For a “normal” individual, murder can not be justified. Self defense, however, is grasped differently. According to an ABC News story, a young woman shot and killed an intruder to protect her 3-month-old baby. When the intruder kicked in the door and came after her with the knife, the teen mom shot and killed the invader. Police called the shooting justified. “You’re allowed to shoot an unauthorized person that is in your home. The law provides you the remedy, and sanctions the use of deadly force,” Det. Dan Huff of the Blanchard police said. This mother was not convicted of committing a crime because her act of violence was that of self defense, i.e., “she did what had to be done” to protect her baby (Dolak & Owens, 2012). Another moral justification for killing is that during war. The act of killing another human being is also that of self-defense. Soldiers are willing to perform any task in order to defend their land and serve their country. Both these cases demonstrate that anyone is willing to kill if killing is justified and is done out of self-defense.

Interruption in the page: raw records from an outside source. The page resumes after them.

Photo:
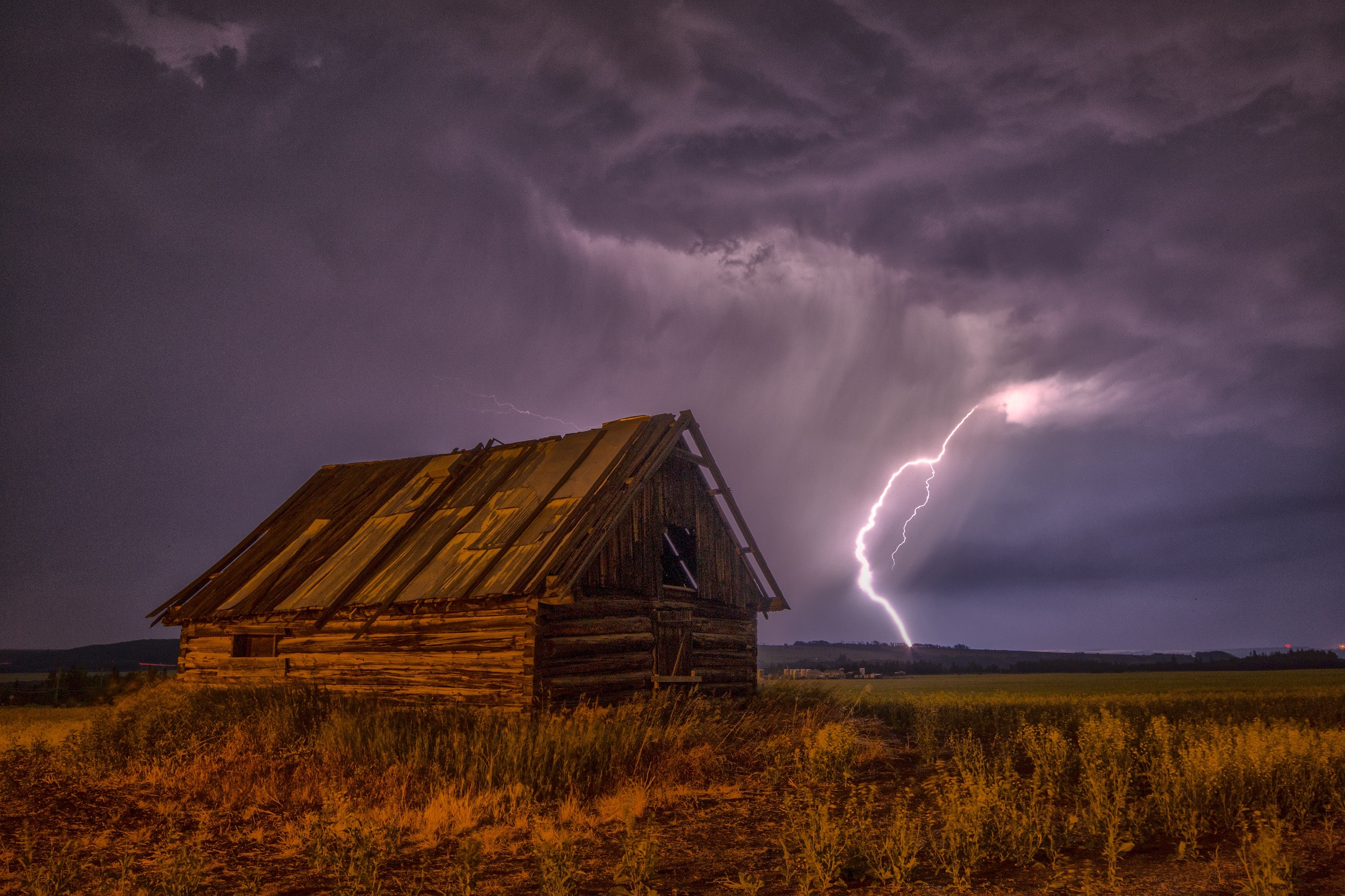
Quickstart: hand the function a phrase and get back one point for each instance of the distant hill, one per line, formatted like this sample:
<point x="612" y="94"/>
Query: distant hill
<point x="810" y="654"/>
<point x="127" y="656"/>
<point x="926" y="659"/>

We talked about how a violent person’s brain doesn’t usually function the same as a “normal” brain. If killing out of self defense is a reason to justify this act through society’s perspective, committing a crime in a criminal’s viewpoint can also be justified by his/her own damaged perspective. What is wrong in our eyes can be completely right in an offender’s perception. This statement does not justify the acts of a criminal, but instead it helps us better understand what can be going on inside a criminal’s mind.

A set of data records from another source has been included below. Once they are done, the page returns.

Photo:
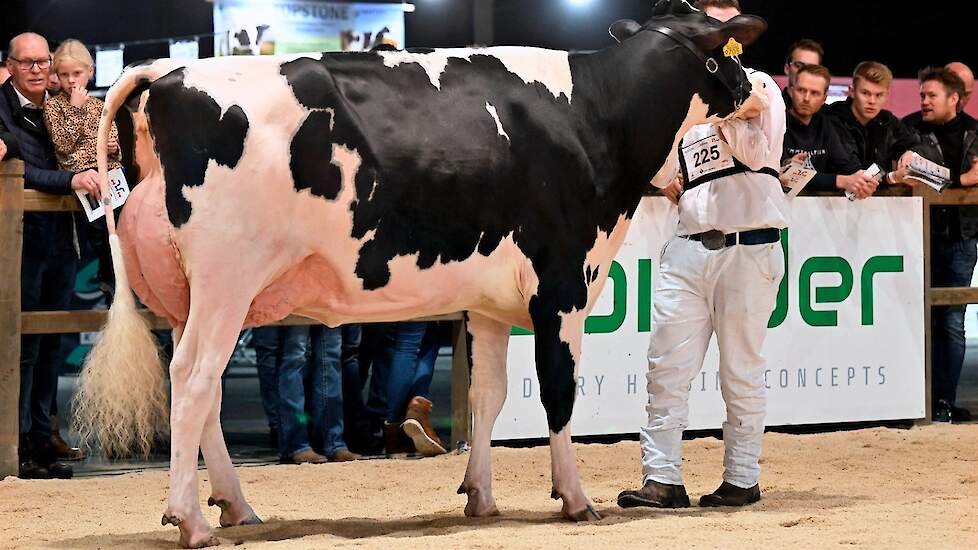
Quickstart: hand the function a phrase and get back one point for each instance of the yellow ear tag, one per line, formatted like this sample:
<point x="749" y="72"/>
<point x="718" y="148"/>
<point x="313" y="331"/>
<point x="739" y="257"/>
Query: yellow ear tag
<point x="733" y="48"/>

Whether it was genetic inheritance, life experiences, or both that helped create a criminal, it is beneficial that we get a better understanding on what goes on inside a violent brain. It is a nice idea to believe that humans are designed to never be violent, but the number of criminals in the U.S. alone proves otherwise. Regardless if a person is born with a bad brain, or is made bad, we as a society should treat these individuals as medical patients instead of treating them as criminals who deserve to be sentenced to death or be locked up for life.

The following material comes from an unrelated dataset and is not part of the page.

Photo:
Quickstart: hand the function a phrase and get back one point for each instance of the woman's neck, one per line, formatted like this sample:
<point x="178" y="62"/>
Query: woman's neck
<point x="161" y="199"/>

The number of crimes has been on the rise. According to a USA Today article, “U.S. cities saw 6,407 homicides in 2016, an 11% increase from the year before...about a quarter of women, men, and juveniles who are released, for example, return to the system within six months; and 70% do so within five years” (Kevin, 2017). This data shows that recidivism is an ongoing problem in the U.S. today. Our prison systems are failing us and our inmates. Whatever structure being followed in order to prevent and rehabilitate criminals is not producing efficient results as it should. Neurocriminology aims to research different and improved methods to help decrease crime rate by implementing appropriate rehabilitation methods. The study of crime from its neurological and biological side has helped us take a more empathetic, understanding and merciful approach toward both the victims of violence and the prisoners themselves. It is a step forward in a process that should express the highest values of our civilization.